Graduate Research, Student Field Research, Student Research

What happens when COVID-19 derails your summer research? Just ask Christie Jones, 4+1 ENVS BS/MPH student.

Christie Jones was at a crossroads as she came to the end of her second year at Emory. She was on the path that she had always envisioned – a biology major completing her pre-med requirements, but she felt something was missing. Fortunately, luck and circumstance intervened offering Christie on opportunity to develop her interests in health and research as a student in the 4+1 ENVS BS/MPH program in Environmental Health. Her interests were initially piqued when she heard about an opportunity in Professor Tom Gillespie’s lab under the supervision of a 5th year student in the BS/MPH program, Miranda Mitchell. Eventually meeting with and talking with Professor Gillespie, Christie recalls,

I met with Dr. Gillespie to discuss continuing my work with him after Miranda’s graduation. In discussing my academic history and goals, he urged me to consider the 4+1 ENVS BS/MPH program and a major in ENVS. I actually remember calling my mother right after the meeting and excitedly telling her that I had finally figured out what I wanted to do—what inspired me. I hadn’t realized that this late in the game, I still had so many opportunities.
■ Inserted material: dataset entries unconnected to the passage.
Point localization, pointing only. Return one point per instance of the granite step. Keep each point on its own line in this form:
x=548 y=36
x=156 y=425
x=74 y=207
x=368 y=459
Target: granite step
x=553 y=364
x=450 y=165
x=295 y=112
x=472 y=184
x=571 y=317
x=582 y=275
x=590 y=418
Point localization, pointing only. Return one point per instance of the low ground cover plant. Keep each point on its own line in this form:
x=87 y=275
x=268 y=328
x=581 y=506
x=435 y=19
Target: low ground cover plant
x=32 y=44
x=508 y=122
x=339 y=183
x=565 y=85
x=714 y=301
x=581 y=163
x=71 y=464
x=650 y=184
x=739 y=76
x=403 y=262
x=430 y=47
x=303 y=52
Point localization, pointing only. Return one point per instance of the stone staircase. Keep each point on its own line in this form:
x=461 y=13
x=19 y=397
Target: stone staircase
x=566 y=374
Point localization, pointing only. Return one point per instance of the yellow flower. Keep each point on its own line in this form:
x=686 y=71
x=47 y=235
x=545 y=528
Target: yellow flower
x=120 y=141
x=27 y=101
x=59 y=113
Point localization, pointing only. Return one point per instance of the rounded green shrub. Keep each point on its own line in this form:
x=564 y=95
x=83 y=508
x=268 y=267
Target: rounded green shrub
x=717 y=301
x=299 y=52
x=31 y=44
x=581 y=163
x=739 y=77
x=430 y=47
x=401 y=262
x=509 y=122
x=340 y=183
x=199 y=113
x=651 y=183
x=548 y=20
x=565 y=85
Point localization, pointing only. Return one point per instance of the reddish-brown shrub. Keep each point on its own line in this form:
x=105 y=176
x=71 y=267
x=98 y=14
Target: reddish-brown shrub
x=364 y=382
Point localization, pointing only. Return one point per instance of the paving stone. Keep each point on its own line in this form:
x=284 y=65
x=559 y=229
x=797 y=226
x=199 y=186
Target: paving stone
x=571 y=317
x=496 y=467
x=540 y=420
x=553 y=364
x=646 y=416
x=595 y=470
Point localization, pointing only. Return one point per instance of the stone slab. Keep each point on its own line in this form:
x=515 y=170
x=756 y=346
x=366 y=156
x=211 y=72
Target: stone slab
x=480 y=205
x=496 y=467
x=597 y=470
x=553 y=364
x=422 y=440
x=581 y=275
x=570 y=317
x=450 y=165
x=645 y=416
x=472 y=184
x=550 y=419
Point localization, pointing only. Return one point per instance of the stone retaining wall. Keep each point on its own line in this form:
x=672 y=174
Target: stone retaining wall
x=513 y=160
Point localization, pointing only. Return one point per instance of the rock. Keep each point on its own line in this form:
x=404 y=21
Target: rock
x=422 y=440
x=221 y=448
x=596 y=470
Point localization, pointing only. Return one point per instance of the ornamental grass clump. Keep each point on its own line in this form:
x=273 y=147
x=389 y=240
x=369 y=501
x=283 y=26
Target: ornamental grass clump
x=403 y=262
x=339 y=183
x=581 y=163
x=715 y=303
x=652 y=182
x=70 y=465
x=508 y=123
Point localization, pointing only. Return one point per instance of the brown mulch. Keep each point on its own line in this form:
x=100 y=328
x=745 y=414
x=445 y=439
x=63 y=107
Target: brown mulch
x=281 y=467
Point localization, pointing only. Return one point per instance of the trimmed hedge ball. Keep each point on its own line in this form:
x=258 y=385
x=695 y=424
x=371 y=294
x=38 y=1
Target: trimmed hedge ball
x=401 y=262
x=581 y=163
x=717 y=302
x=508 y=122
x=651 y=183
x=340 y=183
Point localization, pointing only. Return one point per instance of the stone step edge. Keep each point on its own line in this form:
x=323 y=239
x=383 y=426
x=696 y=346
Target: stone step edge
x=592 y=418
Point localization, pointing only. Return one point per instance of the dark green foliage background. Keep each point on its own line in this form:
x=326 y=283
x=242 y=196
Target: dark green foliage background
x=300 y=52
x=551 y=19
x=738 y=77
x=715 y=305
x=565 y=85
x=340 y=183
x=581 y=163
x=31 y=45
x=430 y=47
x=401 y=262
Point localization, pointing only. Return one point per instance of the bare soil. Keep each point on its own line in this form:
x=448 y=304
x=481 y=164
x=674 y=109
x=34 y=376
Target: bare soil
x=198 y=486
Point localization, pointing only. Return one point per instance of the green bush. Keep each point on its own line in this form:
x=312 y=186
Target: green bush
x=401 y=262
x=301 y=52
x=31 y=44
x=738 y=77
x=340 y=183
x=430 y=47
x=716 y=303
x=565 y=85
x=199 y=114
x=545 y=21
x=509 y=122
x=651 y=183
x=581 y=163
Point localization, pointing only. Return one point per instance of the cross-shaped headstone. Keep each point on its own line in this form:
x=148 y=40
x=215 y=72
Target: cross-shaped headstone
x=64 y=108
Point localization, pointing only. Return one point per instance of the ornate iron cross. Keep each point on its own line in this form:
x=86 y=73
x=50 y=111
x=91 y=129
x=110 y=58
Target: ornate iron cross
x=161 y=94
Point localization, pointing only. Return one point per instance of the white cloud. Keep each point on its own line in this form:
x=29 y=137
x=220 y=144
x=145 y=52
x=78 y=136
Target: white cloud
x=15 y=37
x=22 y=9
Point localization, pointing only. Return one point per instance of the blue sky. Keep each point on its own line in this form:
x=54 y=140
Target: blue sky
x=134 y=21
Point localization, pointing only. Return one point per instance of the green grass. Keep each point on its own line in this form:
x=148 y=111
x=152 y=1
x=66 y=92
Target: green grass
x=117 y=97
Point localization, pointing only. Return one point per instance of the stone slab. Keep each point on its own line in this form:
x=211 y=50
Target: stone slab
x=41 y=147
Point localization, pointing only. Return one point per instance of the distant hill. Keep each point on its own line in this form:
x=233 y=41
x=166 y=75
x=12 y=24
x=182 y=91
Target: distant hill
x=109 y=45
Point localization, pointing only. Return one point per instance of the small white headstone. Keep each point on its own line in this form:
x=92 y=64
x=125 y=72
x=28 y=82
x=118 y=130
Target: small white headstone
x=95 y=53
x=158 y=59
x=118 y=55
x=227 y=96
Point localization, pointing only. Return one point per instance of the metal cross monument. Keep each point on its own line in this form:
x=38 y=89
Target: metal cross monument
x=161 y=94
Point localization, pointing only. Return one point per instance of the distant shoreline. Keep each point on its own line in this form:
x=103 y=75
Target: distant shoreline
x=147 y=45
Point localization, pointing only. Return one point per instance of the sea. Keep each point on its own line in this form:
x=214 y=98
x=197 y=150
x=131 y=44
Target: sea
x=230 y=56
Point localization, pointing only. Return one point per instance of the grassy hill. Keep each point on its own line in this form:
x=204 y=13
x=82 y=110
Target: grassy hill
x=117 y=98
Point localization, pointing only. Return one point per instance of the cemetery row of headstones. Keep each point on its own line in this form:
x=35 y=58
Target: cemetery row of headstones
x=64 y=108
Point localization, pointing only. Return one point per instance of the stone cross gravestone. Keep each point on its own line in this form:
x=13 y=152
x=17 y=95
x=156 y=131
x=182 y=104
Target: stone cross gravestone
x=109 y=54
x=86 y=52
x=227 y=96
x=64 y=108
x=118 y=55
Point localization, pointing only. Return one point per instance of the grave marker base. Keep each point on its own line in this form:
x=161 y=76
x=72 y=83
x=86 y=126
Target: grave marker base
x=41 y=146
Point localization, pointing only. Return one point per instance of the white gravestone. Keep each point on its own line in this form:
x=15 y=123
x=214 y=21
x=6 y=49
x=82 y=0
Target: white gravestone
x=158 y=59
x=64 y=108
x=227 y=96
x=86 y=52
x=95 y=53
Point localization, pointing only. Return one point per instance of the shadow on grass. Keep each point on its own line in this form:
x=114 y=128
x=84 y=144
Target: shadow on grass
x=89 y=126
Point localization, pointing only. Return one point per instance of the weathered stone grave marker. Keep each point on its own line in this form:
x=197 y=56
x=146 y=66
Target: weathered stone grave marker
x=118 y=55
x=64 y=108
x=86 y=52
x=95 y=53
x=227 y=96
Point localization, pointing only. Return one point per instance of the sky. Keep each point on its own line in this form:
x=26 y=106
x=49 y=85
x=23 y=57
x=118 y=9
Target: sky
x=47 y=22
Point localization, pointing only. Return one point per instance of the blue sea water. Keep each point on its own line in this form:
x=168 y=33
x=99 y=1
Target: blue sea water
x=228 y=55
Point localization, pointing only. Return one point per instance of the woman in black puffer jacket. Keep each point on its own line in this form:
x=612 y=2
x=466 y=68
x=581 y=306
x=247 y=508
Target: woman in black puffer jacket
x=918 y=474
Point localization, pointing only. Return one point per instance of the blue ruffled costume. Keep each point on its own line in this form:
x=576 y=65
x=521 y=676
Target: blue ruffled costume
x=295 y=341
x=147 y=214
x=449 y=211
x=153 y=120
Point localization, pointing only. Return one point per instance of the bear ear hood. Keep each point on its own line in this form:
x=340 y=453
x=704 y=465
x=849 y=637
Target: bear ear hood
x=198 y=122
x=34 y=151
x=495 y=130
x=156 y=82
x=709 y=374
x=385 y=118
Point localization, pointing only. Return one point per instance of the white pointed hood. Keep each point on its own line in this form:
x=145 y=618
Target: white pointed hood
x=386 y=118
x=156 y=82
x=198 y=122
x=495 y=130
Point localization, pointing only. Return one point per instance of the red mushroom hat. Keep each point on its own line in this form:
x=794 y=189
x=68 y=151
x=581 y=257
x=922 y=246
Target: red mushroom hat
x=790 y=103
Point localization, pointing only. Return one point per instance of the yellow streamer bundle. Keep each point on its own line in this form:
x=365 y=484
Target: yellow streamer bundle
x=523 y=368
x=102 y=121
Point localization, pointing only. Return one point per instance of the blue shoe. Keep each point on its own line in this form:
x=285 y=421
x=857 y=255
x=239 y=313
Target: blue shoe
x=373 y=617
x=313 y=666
Working in the Gillespie Lab has been transformative. One of the most important relationships that she has cultivated has been with Amanda Vicente, a PhD student in Dr. Gillespie’s lab. Amanda’s doctoral research on the disease ecology of bats has been a springboard for many undergraduate students in Professor Gillespie’s lab to gain valuable field experience coupled with traditional lab research. For Christie, “Amanda has been integral to the evolution of my lab work and consistently pushed me to think about what I want to learn and do and experience.”
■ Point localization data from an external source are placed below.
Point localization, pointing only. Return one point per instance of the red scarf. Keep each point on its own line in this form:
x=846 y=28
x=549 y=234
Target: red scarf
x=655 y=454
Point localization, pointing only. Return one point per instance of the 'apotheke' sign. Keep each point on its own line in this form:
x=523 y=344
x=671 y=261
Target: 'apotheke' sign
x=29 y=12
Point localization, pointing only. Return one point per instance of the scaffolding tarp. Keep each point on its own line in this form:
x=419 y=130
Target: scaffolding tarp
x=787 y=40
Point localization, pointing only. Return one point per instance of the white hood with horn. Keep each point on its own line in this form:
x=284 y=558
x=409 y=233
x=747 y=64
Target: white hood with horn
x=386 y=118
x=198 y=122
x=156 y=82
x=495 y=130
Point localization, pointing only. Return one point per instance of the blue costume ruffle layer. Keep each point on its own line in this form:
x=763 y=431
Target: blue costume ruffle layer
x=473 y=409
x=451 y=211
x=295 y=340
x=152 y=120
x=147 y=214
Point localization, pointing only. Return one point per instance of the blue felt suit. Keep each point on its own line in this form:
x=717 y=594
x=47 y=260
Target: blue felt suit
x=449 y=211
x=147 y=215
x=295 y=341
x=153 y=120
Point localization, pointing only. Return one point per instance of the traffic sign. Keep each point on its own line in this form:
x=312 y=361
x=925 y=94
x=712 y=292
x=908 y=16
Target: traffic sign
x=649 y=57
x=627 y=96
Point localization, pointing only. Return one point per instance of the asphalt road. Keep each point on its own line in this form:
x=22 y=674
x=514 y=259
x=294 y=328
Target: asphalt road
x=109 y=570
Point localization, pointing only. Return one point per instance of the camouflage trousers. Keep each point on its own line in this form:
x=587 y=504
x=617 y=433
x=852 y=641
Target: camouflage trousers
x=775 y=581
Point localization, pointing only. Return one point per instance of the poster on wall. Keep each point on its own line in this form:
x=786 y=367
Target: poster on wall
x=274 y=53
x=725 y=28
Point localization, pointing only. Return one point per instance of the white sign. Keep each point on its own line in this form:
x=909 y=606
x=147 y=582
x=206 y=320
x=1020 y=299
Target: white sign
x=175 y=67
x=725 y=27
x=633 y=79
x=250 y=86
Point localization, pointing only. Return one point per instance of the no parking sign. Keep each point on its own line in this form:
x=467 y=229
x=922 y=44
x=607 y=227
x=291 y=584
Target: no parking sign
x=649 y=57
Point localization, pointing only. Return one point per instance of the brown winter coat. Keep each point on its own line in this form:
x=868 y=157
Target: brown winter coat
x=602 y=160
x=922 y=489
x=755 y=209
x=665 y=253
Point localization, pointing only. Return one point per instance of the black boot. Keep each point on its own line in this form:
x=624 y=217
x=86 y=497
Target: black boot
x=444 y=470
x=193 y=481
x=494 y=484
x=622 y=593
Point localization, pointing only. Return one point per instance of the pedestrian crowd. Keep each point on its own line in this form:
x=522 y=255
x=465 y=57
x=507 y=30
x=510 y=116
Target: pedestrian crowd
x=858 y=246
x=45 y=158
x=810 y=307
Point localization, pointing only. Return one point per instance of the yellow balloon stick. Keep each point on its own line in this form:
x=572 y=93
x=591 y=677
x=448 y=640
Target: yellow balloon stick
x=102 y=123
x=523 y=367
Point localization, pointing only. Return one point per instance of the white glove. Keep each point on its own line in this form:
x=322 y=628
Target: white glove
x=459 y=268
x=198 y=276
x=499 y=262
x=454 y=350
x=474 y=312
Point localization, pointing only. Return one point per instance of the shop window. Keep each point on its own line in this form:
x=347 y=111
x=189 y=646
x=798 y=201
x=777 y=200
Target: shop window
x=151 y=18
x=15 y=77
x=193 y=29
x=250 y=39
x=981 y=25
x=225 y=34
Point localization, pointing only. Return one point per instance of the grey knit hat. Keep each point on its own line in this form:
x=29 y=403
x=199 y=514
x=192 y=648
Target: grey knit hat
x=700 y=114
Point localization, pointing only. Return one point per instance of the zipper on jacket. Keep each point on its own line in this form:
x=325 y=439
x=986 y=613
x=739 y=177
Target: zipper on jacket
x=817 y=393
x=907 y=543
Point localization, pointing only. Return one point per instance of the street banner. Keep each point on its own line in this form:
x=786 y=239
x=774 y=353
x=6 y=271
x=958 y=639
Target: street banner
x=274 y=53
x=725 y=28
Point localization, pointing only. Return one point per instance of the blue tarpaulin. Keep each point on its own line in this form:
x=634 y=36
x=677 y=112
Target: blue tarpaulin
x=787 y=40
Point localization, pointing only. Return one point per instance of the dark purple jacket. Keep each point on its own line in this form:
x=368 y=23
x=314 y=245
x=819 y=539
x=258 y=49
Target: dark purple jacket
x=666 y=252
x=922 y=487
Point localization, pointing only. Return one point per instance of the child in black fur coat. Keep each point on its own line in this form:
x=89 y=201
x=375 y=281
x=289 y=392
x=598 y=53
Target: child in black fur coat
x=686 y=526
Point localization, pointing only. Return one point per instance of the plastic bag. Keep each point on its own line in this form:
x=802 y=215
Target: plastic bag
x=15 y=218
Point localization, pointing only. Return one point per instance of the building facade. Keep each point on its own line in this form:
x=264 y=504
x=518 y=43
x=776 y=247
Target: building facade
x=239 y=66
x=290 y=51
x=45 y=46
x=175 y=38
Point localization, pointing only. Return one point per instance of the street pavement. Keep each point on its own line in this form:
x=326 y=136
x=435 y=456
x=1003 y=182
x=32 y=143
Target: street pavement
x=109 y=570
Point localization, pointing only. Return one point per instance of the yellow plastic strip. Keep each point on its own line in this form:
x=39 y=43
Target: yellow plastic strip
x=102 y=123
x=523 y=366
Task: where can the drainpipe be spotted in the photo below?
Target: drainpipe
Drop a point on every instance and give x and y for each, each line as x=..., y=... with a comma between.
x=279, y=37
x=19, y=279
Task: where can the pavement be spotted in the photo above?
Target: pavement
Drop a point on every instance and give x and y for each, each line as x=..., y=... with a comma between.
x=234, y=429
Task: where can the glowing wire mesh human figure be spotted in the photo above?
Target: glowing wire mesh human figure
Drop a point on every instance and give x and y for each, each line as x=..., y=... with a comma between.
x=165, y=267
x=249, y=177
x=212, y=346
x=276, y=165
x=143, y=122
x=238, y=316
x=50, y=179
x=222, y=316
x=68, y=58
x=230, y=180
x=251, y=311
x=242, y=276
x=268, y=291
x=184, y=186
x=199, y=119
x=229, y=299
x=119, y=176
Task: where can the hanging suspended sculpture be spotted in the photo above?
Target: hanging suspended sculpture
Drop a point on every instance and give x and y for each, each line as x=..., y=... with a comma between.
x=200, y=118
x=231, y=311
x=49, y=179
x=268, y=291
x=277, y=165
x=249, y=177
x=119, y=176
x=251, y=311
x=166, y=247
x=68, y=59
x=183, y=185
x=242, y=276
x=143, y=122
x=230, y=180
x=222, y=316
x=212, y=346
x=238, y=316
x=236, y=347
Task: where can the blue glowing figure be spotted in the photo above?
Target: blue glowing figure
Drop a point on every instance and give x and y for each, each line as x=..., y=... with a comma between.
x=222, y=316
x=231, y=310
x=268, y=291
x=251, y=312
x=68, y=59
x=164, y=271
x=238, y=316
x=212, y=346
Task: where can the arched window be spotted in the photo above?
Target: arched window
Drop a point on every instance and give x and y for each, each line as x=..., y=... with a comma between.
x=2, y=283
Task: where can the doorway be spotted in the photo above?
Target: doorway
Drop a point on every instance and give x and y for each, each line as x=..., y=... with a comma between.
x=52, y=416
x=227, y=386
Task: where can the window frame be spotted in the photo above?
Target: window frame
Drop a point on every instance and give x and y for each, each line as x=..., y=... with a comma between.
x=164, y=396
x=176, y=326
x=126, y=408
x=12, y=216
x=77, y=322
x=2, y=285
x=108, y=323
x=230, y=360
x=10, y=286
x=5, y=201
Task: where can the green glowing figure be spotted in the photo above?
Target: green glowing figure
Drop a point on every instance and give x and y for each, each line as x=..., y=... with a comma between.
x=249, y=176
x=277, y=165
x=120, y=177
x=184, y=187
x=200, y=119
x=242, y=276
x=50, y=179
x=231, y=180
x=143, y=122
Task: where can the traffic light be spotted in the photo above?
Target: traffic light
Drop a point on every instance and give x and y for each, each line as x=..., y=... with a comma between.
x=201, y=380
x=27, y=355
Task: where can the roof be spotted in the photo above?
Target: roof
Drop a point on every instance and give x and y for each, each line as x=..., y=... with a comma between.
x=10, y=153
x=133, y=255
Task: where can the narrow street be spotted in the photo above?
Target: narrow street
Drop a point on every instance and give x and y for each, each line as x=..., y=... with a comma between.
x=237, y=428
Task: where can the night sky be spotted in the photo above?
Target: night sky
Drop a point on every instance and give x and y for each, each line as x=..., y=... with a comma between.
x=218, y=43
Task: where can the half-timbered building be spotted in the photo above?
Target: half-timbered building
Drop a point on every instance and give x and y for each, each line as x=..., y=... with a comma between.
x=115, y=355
Christie Jones (C’21, RSPH ’22)

In early March, Christie was honored to be awarded the Halle Institute’s Global Undergraduate Research Fellowship. Prior to COVID-19, Christie had plans to travel to Costa Rica this summer with Amanda and a multi-disciplinary team of undergraduates to “perform a multifaceted study of rabies perception and transmission.” Like most research in the world of COVID-19, Christie has had to re-envision her summer – she is still hopeful she will travel to Costa Rica next summer to conduct field research. According to Christie, her summer 2020 research will use “human and bovine rabies outbreak data from 1985-2019 in Costa Rica to create a spatial-temporal map of outbreaks/vaccination response by year. I intend to also map significant land-use changes in Costa Rica. Once UGA opens, I will work with their stable isotope lab to analyze the feeding preference of bat samples that Amanda has collected, and synthesize this information with that of the map. This will inform our trip next summer and my MPH master’s thesis!”
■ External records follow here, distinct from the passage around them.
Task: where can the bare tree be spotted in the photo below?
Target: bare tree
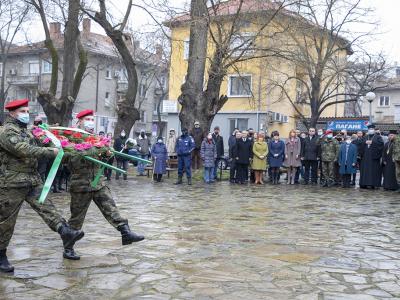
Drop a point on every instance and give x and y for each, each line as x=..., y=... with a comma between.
x=59, y=110
x=222, y=23
x=317, y=43
x=127, y=110
x=12, y=15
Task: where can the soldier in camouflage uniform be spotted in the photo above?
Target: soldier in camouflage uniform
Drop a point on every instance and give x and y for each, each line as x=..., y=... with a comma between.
x=20, y=181
x=82, y=193
x=396, y=156
x=329, y=155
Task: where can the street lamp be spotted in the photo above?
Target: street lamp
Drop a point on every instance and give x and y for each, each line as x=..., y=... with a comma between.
x=370, y=97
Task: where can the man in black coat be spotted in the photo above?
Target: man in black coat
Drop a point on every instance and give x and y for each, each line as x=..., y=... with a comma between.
x=371, y=154
x=219, y=143
x=389, y=167
x=243, y=154
x=309, y=155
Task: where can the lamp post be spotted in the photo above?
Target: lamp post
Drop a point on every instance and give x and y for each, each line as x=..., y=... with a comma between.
x=370, y=97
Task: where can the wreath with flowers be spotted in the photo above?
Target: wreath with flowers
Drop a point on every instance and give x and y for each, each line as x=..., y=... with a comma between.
x=74, y=142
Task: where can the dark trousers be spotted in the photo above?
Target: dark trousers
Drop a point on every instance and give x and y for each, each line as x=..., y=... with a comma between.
x=242, y=172
x=184, y=163
x=310, y=170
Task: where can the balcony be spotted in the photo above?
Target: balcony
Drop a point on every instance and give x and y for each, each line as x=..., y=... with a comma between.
x=23, y=80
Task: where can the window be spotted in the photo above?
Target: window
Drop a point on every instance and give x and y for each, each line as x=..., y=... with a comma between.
x=108, y=73
x=142, y=90
x=46, y=67
x=186, y=49
x=384, y=101
x=241, y=124
x=242, y=44
x=239, y=86
x=107, y=100
x=34, y=67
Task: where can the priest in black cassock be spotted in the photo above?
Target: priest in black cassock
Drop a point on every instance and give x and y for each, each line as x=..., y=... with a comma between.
x=371, y=154
x=389, y=167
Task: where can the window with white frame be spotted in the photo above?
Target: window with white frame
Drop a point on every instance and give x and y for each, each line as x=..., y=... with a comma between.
x=186, y=49
x=384, y=101
x=107, y=100
x=34, y=67
x=109, y=73
x=46, y=67
x=239, y=86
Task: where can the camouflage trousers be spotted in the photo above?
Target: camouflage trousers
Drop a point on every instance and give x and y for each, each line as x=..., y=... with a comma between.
x=328, y=170
x=80, y=202
x=11, y=200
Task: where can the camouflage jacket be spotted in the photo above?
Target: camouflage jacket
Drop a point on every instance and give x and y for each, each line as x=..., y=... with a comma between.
x=19, y=154
x=396, y=149
x=83, y=172
x=329, y=149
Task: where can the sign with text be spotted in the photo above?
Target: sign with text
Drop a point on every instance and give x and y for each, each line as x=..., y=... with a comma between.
x=350, y=125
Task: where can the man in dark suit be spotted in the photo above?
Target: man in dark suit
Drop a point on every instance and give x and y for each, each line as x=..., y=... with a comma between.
x=243, y=154
x=309, y=156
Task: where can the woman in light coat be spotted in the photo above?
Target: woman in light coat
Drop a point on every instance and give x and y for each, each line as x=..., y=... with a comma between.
x=292, y=156
x=259, y=163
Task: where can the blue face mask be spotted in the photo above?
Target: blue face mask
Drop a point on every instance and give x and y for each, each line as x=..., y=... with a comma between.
x=23, y=118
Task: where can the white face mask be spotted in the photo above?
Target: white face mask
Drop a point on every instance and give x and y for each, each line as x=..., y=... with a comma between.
x=89, y=125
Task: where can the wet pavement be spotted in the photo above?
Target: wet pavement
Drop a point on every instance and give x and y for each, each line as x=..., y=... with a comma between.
x=218, y=242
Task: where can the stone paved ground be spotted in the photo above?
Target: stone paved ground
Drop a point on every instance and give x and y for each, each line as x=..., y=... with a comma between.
x=219, y=242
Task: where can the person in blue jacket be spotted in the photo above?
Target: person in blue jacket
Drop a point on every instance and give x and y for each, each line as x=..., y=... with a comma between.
x=276, y=155
x=184, y=147
x=347, y=161
x=159, y=155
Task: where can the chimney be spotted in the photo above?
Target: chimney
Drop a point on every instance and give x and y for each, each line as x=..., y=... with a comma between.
x=159, y=51
x=86, y=25
x=55, y=30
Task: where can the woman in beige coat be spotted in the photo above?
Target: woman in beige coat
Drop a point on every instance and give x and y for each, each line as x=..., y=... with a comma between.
x=292, y=155
x=259, y=164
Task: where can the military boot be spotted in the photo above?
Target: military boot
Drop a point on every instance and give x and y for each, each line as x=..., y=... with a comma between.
x=69, y=236
x=128, y=236
x=69, y=253
x=179, y=181
x=5, y=266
Christie is eagerly looking forward to being back on campus. She is missing the friendships and collaboration that she has found in the lab, never in a million years thinking that she would miss some of the monotonous tasks that accompany lab work. She misses her friends and looks forward to group chats that “evolved” with other ENVS friends from Professor Martin’s Evolution of the Earth course. As a department we are incredibly grateful for the gifts that Christie brings and it seems the feeling is mutual: “The people in the ENVS department, both faculty and students, continue to be instrumental to my growth as a student and scientist, so I can’t wait to see them all in person.”